Avril thinks the group, including those who rave about inclusive language, autogynephilia, “trans-identified males”, just because someone on the radio happened to use the word “cis”, has a lot of “nice people”. Avril is nice. She continued messaging me because she wanted to help me. She is “confident that Alison is well-intentioned”, “does not consider herself to be anti-trans,” and her views “are not stemming from hate”. She doesn’t know much about trans, she says, “but I wish trans people well”.
She agreed with me that there should be a moratorium on trans. Then she discussed it with Alison, and refused. They would keep an eye on trans discussions that arise. She wants “free speech,” but “hate speech, abuse, intolerance, etc, are not allowed”. Hurt feelings are unavoidable.
So I started a trans thread myself, and Avril closed it. She said there were complaints about me, and I was putting people’s backs up. She stopped me making further posts. “You must stop rocking the boat”, she wrote, and I am sure she thought herself loving and helpful at that moment. Then she changed the subject, pleased that the Queen’s Speech said something about “conversion therapy”.
All the time she was keen to point out how reasonable she was being. “We allow people to express their views, provided they are not extreme.” And how unreasonable I was being, to challenge anti-trans bigotry. “If something upsets you, don’t read it.” “Please don’t foment trouble.”
She wanted to seem friendly, and the high point of this was writing, “I’d like a moratorium on trans too. I don’t see ‘cis’ as a slur.” But it did not lead to anything.
And then she started trying to be “helpful” to me. She wanted to improve my mental health. “Please focus on the positives. Please think of how far you’ve come in a short time.” “You’re the one who sees this scenario of ‘win or lose’.” “Please stop obsessing”. She thinks I am unrealistic, as if I expect everyone to agree with me.
“As a trans woman, you have entered a very difficult and a very challenging world. However, some pioneers have made a success of it, and I hope you will too. Think of Jan Morris, Angela Morley, and others.” “There’s nothing wrong with seeing a psychiatrist, a psychoanalyst or a counsellor. It doesn’t mean there’s anything wrong with you. In fact, psycholanalysts have to go through analysis themselves as part of their training. It’s part of personal growth. No-one should be embarrassed about seeking counselling.”

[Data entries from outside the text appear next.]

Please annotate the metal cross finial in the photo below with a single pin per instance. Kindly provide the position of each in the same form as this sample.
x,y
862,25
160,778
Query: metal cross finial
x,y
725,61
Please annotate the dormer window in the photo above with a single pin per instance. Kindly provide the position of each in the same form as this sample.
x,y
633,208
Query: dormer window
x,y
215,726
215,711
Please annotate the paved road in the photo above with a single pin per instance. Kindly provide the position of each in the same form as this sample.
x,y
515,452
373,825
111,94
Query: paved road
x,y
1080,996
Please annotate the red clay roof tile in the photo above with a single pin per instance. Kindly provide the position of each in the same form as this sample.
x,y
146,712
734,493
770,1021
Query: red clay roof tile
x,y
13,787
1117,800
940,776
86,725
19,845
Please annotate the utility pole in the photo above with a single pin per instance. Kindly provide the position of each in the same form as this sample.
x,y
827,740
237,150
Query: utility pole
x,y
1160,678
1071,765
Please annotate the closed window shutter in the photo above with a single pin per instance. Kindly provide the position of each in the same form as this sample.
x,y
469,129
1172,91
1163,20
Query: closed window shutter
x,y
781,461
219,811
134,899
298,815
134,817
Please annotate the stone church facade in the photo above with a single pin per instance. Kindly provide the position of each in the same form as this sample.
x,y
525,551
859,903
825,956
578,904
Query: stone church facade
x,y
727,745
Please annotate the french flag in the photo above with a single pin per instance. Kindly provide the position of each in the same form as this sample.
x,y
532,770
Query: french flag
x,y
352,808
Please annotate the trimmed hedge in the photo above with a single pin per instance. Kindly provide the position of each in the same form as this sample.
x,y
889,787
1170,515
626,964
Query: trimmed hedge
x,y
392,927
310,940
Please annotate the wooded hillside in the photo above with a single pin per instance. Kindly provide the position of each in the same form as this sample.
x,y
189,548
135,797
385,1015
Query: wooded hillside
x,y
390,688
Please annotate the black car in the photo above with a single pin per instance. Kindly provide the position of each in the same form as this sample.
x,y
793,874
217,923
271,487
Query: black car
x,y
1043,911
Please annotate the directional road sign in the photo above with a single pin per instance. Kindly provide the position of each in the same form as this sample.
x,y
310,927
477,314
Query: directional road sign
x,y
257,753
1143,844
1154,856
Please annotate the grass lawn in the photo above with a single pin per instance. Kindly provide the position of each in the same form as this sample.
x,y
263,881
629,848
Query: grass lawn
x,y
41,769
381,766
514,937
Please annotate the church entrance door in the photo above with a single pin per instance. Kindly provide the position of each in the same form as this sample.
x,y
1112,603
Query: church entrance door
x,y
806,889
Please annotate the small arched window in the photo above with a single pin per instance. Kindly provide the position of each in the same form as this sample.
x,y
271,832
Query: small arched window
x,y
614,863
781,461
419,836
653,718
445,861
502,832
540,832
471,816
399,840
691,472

I asked, “Should I be ejected from women’s spaces or not?” She proposed gender neutral space. That’s no use when there is no gender-neutral space, as in most places.
Her positive self-image is immovable. “I’ve done my absolute best for you.” “I have bent over backwards for you.” “The person spreading hate is yourself.” I was “spurn[ing her] decency and kindness”. “You’re determined to exhaust the patience of a saint.” The saint is her.
I referred her to that Ha’aretz article I cited before. The mad obsessives like Alison are in a tiny minority, but people who think they are nice, and tolerant, and reasonable are the real problem.
23 May, afternoon: the group is “not available at the moment,” fb says.